- OQ-04 resolved: thresholds are both model-specific (shipped with
codebook) and user-overridable. Inspired by platonic representation
hypothesis — calibrated models converge on similar behavioral patterns.
- OQ-07 removed: Rust port is an alknet project concern, not relevant
to the Python package architecture. Removed from overview.md Phase 3.
- OQ-03 enriched: rolling window token screening for granular detection
in documents (PDF→markdown use case, academic paper injection detection).
Upgraded from low to medium priority.
- OQ-01 updated: likely path is PyTorch first, ONNX export by default.
- OQ-05 updated: needs deep dive into guardrail landscape.
- Updated threshold description in configuration.md with platonic
representation context.
Phase 0→1 (Exploration → Architecture) — The project has a working PoC
demonstrating that behavioral signals from small language models can detect
adversarial inputs. The core detection logic (~1,745 lines) works reasonably
well but lacks tests, has excessive codebook size, and needs extraction from
the research codebase into a properly structured Python package.

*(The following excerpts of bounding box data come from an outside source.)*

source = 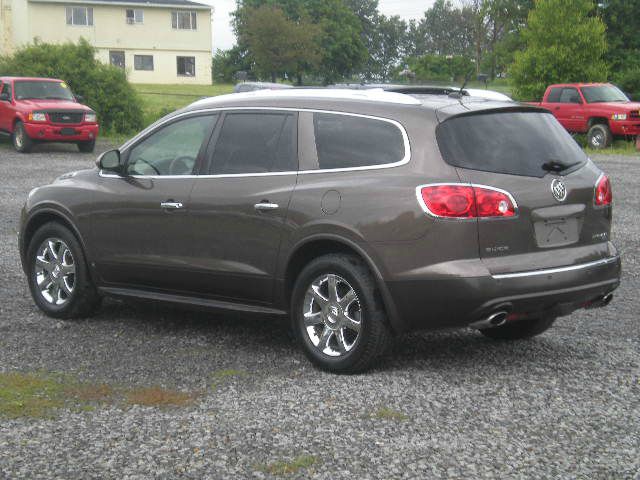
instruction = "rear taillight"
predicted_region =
[594,175,613,206]
[416,183,516,218]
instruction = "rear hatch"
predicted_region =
[436,107,611,274]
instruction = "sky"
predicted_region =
[199,0,434,52]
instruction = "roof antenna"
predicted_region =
[449,72,473,99]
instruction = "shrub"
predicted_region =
[0,39,143,133]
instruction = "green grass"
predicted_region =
[100,83,233,145]
[0,372,113,418]
[258,455,318,476]
[0,372,198,419]
[133,83,233,125]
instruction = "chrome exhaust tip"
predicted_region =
[585,293,613,310]
[469,310,509,330]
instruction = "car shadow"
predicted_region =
[86,299,584,375]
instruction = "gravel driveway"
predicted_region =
[0,142,640,480]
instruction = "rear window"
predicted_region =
[313,113,405,169]
[436,112,587,177]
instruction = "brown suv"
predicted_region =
[20,90,620,372]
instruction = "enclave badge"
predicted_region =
[551,178,567,202]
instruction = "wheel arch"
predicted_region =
[19,206,92,276]
[587,117,609,130]
[282,235,405,333]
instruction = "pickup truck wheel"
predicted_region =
[77,140,96,153]
[11,122,33,153]
[587,123,613,150]
[480,317,556,340]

This project extracts and productionizes the behavioral signal detection
approach from the metaspline research project. A ~125M parameter model
(SmolLM2-135M) processes untrusted inputs and produces hidden state
activations. SVD-based dimensionality reduction on these activations reveals
behavioral patterns — normal inputs cluster in expected regions while
adversarial inputs produce anomalous activation signatures. The system
raises "behavioral alarms" without needing to know specific attack types.